Open-source, stateless AI model selection engine.
Select the cheapest model that can successfully complete the task.
ModelDirector doesn't execute prompts and isn't a gateway. It scores a user prompt against a configurable set of candidate models and returns the best pick — with full reasoning, a per-model cost estimate, and an auditable decision trace.
$ echo "Translate 'hello' to Spanish." | modeldirector select -c config.yaml
{
"selected_model": "gpt5mini",
"policy": "cheapest_capable",
"scores": {
"gpt5mini": { "overall": 92, "reasoning": 80, "coding": 85, "context": 90, "explanation": "..." },
"sonnet": { "overall": 95, "reasoning": 90, "coding": 92, "context": 95, "explanation": "..." },
"opus": { "overall": 99, "reasoning": 99, "coding": 97, "context": 99, "explanation": "..." }
},
"estimated_cost_usd": {
"gpt5mini": 0.0001,
"sonnet": 0.0020,
"opus": 0.0100
},
"input_tokens": 7,
"reason": "'gpt5mini' is the first model exceeding the threshold of 80 (overall=92, priority=1, cost=$0.15/1M in, $0.60/1M out)."
}
ModelDirector is a model selection engine. Not a router. Not a gateway. Not a model. It does one thing:
- You define your candidate models (id, real cost, capabilities, strengths, description).
- ModelDirector scores a prompt against every candidate.
- Your configured policy picks the winner.
- The decision, scores, and per-model USD cost estimate are returned.
The engine is 100% independent of how your agent actually calls the LLM. It works with anything that talks LiteLLM — OpenAI, Anthropic, OpenRouter, Ollama, vLLM, Bedrock, Azure. The same engine powers every adapter:
ModelDirector Engine
┌────────────────────────────────────┐
│ Config loader · Selector │
│ Policy engine · Cost estimator │
└────────────────────────────────────┘
│
┌──────────────┬────────────┼────────────┬──────────────┐
│ │ │ │ │
Python SDK CLI REST MCP Your adapter
Pick the surface that fits. Same engine, same policies, same result.
Most agents ship with a single hardcoded model. Two problems:
- Cost — using Opus for a typo-fix is wasteful.
- Lock-in — switching providers means rewriting call sites.
ModelDirector sits before the model call. The same director.select(prompt)
call works for OpenAI, Anthropic, local Ollama, or a self-hosted mix.

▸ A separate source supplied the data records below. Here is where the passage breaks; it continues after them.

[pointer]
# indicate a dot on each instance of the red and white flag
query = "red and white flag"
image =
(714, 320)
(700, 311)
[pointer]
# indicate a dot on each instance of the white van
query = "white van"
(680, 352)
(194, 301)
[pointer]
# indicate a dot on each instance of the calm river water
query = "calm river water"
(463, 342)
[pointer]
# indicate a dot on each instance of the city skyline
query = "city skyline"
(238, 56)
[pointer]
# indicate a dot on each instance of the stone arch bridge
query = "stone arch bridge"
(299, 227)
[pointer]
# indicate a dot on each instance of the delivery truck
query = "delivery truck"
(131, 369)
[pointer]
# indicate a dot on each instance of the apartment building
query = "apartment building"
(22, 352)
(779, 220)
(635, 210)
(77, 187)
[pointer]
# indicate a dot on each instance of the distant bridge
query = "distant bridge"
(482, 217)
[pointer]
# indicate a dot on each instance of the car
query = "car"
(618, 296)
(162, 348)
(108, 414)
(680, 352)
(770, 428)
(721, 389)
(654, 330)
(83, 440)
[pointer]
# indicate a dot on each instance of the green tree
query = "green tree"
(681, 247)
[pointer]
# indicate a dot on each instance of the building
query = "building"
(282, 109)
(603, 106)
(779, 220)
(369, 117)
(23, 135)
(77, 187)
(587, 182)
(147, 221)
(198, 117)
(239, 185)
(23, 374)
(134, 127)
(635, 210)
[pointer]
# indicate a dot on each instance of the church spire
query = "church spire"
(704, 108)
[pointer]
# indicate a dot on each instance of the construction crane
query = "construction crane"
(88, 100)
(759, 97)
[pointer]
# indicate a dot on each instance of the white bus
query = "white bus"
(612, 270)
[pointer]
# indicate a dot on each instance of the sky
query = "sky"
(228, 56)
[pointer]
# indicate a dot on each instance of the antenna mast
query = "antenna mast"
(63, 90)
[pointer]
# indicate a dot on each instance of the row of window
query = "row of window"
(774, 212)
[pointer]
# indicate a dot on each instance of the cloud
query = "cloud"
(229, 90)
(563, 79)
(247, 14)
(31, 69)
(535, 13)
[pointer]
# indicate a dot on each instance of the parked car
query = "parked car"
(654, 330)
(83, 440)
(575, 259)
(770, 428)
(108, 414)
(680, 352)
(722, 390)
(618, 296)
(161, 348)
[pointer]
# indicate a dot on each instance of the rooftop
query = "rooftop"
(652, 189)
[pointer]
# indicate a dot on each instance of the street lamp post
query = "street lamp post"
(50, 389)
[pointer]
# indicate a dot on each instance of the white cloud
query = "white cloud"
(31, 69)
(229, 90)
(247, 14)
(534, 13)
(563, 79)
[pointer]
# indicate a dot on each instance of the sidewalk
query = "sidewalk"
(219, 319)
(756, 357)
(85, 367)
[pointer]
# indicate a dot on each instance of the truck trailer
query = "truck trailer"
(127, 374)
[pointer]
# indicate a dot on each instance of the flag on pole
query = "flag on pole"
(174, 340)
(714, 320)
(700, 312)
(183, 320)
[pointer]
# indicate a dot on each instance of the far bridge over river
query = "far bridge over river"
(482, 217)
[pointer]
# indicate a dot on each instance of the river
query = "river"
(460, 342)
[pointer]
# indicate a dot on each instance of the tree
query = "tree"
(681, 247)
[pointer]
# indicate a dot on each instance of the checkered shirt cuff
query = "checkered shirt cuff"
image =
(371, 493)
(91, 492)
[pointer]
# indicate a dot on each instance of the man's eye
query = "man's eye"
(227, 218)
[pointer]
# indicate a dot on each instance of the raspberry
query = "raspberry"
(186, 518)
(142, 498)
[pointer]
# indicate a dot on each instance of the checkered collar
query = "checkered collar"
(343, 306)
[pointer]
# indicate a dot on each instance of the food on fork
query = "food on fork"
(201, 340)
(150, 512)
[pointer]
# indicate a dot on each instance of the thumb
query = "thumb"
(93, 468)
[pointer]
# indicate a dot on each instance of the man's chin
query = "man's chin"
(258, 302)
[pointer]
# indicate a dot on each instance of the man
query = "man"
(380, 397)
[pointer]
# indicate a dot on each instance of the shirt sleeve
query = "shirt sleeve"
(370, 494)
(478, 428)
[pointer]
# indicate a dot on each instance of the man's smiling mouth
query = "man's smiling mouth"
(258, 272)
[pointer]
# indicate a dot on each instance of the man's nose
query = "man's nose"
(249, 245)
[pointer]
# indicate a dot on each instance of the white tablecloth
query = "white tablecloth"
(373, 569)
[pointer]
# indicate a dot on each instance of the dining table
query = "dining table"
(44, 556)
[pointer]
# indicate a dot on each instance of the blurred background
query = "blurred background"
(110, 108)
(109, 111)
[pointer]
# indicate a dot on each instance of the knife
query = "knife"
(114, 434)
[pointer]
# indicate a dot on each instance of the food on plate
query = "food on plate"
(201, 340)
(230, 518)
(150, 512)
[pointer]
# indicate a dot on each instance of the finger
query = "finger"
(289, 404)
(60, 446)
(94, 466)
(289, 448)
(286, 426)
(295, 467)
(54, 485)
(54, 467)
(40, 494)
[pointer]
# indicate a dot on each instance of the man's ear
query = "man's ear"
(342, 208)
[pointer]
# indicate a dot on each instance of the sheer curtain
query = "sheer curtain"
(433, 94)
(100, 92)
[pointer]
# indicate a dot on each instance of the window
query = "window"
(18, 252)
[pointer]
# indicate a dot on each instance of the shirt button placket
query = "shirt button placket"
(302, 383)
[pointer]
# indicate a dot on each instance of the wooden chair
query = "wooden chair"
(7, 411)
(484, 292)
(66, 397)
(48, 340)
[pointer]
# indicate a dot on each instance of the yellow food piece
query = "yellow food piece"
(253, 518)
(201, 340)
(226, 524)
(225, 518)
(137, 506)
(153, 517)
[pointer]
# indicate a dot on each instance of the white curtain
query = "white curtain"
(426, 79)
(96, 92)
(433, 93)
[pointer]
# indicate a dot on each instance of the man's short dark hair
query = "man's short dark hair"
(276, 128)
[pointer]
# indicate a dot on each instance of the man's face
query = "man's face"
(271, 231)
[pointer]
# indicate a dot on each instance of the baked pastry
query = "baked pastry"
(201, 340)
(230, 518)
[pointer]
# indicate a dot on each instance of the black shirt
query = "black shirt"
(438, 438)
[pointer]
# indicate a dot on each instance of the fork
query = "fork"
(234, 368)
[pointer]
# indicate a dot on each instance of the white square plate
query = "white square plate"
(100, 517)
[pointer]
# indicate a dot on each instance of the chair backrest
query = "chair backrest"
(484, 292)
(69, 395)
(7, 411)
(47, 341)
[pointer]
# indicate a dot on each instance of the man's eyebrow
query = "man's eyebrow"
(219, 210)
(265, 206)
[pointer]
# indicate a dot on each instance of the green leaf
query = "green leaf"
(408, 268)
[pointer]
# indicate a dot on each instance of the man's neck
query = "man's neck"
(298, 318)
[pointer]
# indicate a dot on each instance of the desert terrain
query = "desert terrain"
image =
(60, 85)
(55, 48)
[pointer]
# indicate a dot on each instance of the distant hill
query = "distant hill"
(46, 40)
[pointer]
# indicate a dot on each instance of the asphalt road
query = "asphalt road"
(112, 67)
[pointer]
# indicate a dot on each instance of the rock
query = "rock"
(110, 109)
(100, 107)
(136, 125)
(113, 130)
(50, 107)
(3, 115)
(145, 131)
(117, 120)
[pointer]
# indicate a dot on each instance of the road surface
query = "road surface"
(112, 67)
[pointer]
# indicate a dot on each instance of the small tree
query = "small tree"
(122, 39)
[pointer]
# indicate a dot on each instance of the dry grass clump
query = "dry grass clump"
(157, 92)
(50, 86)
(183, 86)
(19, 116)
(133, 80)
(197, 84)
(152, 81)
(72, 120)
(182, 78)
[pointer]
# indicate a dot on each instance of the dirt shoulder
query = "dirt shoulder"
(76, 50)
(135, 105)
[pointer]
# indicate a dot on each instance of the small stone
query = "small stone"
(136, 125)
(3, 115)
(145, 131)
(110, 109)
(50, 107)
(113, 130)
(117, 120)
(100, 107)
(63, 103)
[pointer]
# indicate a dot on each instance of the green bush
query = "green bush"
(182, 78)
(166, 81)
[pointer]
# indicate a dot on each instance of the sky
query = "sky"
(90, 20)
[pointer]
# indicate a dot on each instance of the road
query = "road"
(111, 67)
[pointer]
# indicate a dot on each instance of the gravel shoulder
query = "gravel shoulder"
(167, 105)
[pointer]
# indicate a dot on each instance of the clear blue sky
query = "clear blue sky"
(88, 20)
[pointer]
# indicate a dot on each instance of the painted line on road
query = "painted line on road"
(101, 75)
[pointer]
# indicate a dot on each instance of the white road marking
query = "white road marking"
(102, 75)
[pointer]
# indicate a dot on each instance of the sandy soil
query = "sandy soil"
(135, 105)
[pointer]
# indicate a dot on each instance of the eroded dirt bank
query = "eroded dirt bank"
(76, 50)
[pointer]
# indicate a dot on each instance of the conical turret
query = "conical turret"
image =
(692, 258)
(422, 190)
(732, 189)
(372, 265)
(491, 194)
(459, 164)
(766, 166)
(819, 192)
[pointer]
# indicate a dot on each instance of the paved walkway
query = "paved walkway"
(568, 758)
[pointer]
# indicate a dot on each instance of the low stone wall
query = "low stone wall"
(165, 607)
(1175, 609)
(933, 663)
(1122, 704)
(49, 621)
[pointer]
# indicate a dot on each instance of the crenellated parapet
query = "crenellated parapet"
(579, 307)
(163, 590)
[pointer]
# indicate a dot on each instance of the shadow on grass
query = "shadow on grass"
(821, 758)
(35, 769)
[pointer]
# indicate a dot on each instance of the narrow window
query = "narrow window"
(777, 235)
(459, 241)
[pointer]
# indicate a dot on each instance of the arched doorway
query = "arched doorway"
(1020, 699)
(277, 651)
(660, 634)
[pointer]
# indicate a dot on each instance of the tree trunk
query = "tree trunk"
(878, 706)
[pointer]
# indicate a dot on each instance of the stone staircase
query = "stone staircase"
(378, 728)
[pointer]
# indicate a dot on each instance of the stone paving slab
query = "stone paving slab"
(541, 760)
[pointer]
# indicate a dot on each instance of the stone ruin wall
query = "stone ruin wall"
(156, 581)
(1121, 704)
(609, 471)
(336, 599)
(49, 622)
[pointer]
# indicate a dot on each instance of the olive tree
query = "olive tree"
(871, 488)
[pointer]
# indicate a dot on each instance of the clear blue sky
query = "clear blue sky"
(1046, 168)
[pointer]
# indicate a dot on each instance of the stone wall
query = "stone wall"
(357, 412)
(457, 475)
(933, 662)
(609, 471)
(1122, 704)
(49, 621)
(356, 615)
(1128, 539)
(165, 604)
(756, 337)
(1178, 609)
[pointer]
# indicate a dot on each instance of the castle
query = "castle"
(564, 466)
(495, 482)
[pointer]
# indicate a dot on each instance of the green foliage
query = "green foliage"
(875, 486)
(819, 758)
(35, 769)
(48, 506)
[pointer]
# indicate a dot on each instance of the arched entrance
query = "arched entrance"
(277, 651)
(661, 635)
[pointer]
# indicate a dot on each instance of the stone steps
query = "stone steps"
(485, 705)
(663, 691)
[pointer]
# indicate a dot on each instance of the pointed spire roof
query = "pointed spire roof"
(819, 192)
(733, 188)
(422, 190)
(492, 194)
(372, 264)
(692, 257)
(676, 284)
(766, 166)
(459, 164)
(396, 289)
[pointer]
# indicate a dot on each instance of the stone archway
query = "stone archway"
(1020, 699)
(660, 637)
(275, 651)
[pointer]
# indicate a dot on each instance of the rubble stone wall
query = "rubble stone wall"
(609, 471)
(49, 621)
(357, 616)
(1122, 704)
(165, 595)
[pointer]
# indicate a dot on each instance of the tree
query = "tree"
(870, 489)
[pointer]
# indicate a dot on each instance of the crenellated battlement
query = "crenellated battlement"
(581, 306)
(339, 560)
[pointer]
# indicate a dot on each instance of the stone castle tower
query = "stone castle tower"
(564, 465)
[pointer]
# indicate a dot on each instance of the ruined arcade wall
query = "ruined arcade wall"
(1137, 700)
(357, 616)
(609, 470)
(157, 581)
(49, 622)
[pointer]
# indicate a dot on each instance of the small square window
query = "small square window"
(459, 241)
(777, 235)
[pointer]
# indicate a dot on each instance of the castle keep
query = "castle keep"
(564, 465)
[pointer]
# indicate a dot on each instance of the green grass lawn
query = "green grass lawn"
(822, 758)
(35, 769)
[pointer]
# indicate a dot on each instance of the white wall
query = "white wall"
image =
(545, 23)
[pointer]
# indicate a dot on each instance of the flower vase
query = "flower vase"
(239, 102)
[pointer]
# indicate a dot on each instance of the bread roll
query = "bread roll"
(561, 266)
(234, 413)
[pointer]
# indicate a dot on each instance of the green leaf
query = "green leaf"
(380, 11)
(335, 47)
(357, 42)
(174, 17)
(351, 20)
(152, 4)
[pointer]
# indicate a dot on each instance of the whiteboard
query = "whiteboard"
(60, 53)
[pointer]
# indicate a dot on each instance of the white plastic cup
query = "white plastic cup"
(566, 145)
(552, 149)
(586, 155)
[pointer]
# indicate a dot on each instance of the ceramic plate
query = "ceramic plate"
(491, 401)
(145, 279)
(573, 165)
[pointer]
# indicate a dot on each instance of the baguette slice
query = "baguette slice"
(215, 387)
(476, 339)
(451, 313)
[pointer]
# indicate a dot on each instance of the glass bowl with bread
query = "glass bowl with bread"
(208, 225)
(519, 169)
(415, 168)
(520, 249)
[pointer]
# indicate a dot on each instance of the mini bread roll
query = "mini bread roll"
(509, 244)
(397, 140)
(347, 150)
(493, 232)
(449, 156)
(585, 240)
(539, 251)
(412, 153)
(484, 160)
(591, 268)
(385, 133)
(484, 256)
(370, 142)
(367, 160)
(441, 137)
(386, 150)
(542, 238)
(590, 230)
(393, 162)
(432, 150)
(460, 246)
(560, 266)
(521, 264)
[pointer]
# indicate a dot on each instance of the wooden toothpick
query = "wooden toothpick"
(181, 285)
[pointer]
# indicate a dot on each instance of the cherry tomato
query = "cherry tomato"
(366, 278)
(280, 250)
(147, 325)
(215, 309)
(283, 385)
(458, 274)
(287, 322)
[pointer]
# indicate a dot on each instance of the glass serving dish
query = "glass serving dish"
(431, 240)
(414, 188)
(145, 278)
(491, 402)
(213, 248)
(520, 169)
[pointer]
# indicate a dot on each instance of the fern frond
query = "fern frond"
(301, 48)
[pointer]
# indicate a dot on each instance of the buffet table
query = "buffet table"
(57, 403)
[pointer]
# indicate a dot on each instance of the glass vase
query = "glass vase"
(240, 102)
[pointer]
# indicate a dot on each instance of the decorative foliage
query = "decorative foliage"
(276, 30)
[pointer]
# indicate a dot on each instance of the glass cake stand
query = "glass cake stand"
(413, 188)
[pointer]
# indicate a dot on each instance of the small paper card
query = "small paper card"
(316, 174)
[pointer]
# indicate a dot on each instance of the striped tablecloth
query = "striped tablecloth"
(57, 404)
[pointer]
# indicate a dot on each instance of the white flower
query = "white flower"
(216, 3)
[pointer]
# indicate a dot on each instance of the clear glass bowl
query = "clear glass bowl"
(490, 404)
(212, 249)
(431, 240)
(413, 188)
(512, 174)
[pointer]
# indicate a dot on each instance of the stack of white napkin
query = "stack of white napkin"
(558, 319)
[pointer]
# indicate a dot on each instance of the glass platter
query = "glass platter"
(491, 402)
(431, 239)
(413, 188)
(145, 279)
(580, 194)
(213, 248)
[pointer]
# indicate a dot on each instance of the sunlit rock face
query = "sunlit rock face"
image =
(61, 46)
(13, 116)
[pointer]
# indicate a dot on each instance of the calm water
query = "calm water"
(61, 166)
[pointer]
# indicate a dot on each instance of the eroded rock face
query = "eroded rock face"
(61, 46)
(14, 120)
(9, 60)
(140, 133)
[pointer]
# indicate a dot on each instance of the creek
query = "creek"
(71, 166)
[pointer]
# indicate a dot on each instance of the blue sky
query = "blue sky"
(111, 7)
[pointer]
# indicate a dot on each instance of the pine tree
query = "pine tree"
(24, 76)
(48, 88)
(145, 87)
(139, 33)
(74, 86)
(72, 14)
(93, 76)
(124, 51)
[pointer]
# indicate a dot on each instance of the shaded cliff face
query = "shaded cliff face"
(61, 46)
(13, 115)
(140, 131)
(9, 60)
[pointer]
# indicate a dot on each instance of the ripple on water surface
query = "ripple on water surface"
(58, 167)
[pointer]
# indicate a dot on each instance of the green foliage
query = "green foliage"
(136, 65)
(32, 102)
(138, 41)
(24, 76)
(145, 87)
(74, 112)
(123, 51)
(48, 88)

The selection is auditable (reason), deterministic (configurable seed),
explainable (full per-model scores), and transparent — every output
includes a per-model USD cost estimate so the trade-off is visible to the
caller.
# Core (SDK + CLI)
pip install modeldirector
# With REST adapter
pip install "modeldirector[rest]"
# With MCP adapter (for Claude Desktop, Continue, etc.)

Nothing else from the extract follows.